# and then suddenly it all clicks!



## harrigab (Aug 21, 2011)

Ruby's first hunting season,,,sort of been good(ish) with a few hairy moments, today though all the cogs seemed to be in sync . For instance, even though I kept her on a long lead she was getting pheasant smell, countless times I was prepared to walk past fallen trees yet she went into full solid, rock solid, point and wouldn't move till I poked my stick in, sure enough bird every single time ;D come final flush to get the runners and hiders over the guns I gave her free rein with commands "get in" (means find the birds) "get in get in " means "find and flush" she peed on the cockers, springers, labs on every drive at this final push without charging around like a headless chicken...it all seemed to click with Rubes today ;D


----------



## Ozkar (Jul 4, 2011)

Not a little bit proud of her are you mate????   

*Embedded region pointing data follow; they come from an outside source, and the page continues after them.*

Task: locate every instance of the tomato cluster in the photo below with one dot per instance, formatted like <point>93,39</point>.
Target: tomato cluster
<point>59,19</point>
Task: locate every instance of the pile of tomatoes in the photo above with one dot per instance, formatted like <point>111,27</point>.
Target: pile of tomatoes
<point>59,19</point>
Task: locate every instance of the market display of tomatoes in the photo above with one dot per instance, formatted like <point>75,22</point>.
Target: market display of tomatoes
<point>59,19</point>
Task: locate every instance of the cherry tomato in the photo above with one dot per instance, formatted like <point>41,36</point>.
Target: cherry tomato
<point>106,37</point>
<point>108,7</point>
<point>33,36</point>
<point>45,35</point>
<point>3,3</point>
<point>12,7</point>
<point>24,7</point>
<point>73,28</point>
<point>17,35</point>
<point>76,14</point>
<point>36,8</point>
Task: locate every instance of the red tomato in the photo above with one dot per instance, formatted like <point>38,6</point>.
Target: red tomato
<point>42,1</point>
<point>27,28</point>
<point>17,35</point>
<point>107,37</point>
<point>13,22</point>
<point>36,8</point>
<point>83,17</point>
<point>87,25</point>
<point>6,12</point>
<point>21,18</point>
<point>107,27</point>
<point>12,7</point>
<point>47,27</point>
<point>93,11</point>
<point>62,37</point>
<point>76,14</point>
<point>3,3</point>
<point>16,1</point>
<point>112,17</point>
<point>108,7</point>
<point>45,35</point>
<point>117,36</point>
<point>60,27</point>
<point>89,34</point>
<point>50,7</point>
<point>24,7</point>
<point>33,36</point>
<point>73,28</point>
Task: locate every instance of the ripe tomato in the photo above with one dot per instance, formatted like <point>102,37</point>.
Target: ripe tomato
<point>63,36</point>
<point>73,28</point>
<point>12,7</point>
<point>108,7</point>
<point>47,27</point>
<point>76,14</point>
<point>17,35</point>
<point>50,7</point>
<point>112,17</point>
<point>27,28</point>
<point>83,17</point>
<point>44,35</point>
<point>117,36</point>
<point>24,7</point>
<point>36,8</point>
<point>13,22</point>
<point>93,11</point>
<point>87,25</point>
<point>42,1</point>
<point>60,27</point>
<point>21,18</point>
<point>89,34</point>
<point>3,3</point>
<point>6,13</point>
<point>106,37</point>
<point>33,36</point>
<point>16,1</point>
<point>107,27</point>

It gives you a warm feeling through your body when they do that


----------



## mswhipple (Mar 7, 2011)

So Ruby is MORE than just a pretty face!! GOOD GIRL, RUBY!! ;D ;D


----------



## sniper john (Jun 17, 2010)

Very nice. It's great when everything comes together.


----------



## texasred (Jan 29, 2012)

Way to go Ruby.
Its so wonderful to watch them put it all together.
She will keep fine tuning her hunting skills till the are a work of art.


----------



## redbirddog (Apr 23, 2010)

What a great sight it must of been and I would have paid to see the smile on your face Harrigab.

There are those times when your dog, after he/she becomes your accomplished hunting partner, when the men and women that are hunting with you just stop and to watch with amazement that makes all the work pay off.

Not to mention the delicious game birds that end on the your dinner table. ;D
It is what a thousand years of instinct and hundreds of hours of proper training develops. Your dog isn't just a pretty dog anymore. It is a **** GOOD HUNTER. _ Life is too short to hunt behind an ugly dog_. (bumper sticker).

It's the "goal", the "touchdown", the "home run" moments. Not the last, but the first that you will never forget.

Go get them.

RBD


----------



## Must dash (Nov 15, 2012)

I'm really pleased that I've got my 12 week old puppy to sit, I can only begin to imagine how proud you must be in Ruby. What a special moment!


----------